Caro san Matteo, oggi ti affidiamo anche la nostra Chiesa di Salerno-Campagna-Acerno. L’apostolo Paolo, nella seconda lettura, ci ha rivolto un invito preciso: comportarci in maniera degna della chiamata ricevuta, «con ogni umiltà, dolcezza e magnanimità, sopportandoci a vicenda nell’amore», avendo a cuore di conservare l’unità dello Spirito per mezzo del vincolo della pace. Sono parole che sentiamo rivolte direttamente a noi. Aiutaci a essere una Chiesa unita, che non vuol dire ricercare un’uniformità nella quale tutti devono pensare e agire allo stesso modo, ma una comunione nella quale i diversi doni concorrono all’unica missione. Veglia sui sacerdoti, sui diaconi, sulle persone consacrate e su tutti i fedeli laici. Aiutaci a vincere la tentazione dell’individualismo, delle contrapposizioni e delle gelosie. Insegnaci a riconoscere il bene compiuto dagli altri, a collaborare con sincerità, a sopportarci «nell’amore», come dice san Paolo, e a mettere il bene della Chiesa davanti alle nostre ambizioni personali. I doni che abbiamo ricevuto non sono proprietà private: sono grazie donate «per edificare il corpo di Cristo», fino a raggiungere la maturità della fede. Rendici una Chiesa più capace di testimoniare il Vangelo: meno preoccupata di conservare posizioni e più disponibile a incontrare le persone; meno ripiegata sulle proprie difficoltà e più attenta ad ascoltare il grido di coloro che sono nella prova e nella sofferenza. Nel Vangelo, dopo averti chiamato, Gesù si mette a tavola con pubblicani e peccatori. Quella tavola diventa l’immagine della Chiesa che vorremmo essere: una casa dalle porte aperte, nella quale nessuno si senta definitivamente escluso; una comunità che non approva il male, ma crede nella possibilità della conversione; una famiglia nella quale chi è ferito possa trovare ascolto, cura e misericordia. Gesù dice: «Non sono i sani che hanno bisogno del medico, ma i malati». Aiutaci a non trasformare la Chiesa in un luogo riservato a coloro che si ritengono perfetti. Rendici capaci di cercare con pazienza chi si è allontanato e di accompagnare con discrezione e fedeltà chi sta tentando di ricominciare.
«Misericordia io voglio e non sacrifici»: questa parola sia il cuore della nostra azione pastorale. Una liturgia solenne, una bella processione e una tradizione antica sarebbero vuote se non ci rendessero più misericordiosi. Non possiamo onorare le tue reliquie e ignorare il corpo sofferente di Cristo presente nei poveri. Non possiamo portare per le strade la tua immagine e poi distogliere lo sguardo da chi chiede aiuto. Ti chiediamo, perciò, di essere una Chiesa che vive la carità: non come un’attività riservata ad alcuni volontari, ma come il respiro di tutta la comunità. Una Chiesa che sappia non soltanto offrire qualcosa, ma fermarsi, ascoltare, condividere e farsi compagna di strada.

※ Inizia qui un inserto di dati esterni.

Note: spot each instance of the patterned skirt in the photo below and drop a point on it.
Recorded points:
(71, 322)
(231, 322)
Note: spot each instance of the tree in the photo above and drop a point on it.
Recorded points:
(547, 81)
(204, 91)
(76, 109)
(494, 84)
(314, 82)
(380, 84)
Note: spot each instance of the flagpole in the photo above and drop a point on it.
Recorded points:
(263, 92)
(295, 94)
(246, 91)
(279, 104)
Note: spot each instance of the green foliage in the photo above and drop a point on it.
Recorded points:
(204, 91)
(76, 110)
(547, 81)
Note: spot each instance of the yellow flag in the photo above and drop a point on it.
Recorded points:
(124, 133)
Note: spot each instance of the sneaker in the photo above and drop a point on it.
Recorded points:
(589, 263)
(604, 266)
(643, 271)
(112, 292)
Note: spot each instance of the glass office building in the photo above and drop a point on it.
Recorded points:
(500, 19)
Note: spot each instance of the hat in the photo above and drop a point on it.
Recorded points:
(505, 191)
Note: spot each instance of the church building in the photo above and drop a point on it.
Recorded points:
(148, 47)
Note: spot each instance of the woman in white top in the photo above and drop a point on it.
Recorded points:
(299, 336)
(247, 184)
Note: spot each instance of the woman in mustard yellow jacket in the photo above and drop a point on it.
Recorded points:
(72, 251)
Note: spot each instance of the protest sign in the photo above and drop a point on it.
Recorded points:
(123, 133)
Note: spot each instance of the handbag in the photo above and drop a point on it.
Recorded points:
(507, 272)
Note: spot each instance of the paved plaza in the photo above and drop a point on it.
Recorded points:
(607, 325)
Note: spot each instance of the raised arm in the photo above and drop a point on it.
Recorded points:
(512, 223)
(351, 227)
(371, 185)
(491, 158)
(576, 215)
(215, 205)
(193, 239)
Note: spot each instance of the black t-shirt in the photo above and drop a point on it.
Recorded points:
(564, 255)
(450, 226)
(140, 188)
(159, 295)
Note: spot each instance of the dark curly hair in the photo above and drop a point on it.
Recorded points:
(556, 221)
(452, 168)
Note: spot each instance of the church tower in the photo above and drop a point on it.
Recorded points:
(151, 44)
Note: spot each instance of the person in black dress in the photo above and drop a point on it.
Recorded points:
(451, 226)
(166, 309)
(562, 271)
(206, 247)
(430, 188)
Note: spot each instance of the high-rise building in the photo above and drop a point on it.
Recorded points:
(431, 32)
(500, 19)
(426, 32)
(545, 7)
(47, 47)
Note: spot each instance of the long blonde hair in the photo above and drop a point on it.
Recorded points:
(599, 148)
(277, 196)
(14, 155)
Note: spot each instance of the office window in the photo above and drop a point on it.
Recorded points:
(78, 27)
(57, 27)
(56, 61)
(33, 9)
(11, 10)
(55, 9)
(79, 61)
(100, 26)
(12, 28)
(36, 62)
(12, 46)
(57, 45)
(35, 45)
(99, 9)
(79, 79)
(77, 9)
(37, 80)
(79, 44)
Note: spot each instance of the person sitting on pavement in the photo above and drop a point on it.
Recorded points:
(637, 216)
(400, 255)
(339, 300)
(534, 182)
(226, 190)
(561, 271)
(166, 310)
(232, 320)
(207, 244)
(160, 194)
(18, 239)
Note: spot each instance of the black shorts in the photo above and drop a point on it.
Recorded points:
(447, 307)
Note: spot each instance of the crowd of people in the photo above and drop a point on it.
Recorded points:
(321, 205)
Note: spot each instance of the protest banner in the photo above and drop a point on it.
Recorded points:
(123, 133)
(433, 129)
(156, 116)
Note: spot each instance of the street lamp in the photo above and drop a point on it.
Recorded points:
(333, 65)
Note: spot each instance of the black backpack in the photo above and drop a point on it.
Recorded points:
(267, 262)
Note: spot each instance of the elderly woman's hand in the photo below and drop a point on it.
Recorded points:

Carissimo san Matteo, vogliamo concludere questa nostra lettera tornando a quel primo incontro narrato nel Vangelo. Gesù passa, ti vede, ti chiama. E tu ti alzi. Anche oggi Gesù passa per Salerno e ci chiama. Ottienici la grazia di non rimanere seduti. Aiutaci ad alzarci dall’indifferenza, dalla sfiducia e dalla paura. Insegnaci a seguire Cristo insieme, come un solo corpo e animati da un’unica speranza.
San Matteo, apostolo ed evangelista, nostro amato Patrono, prega per noi, per la nostra Chiesa e per la nostra città. Amen.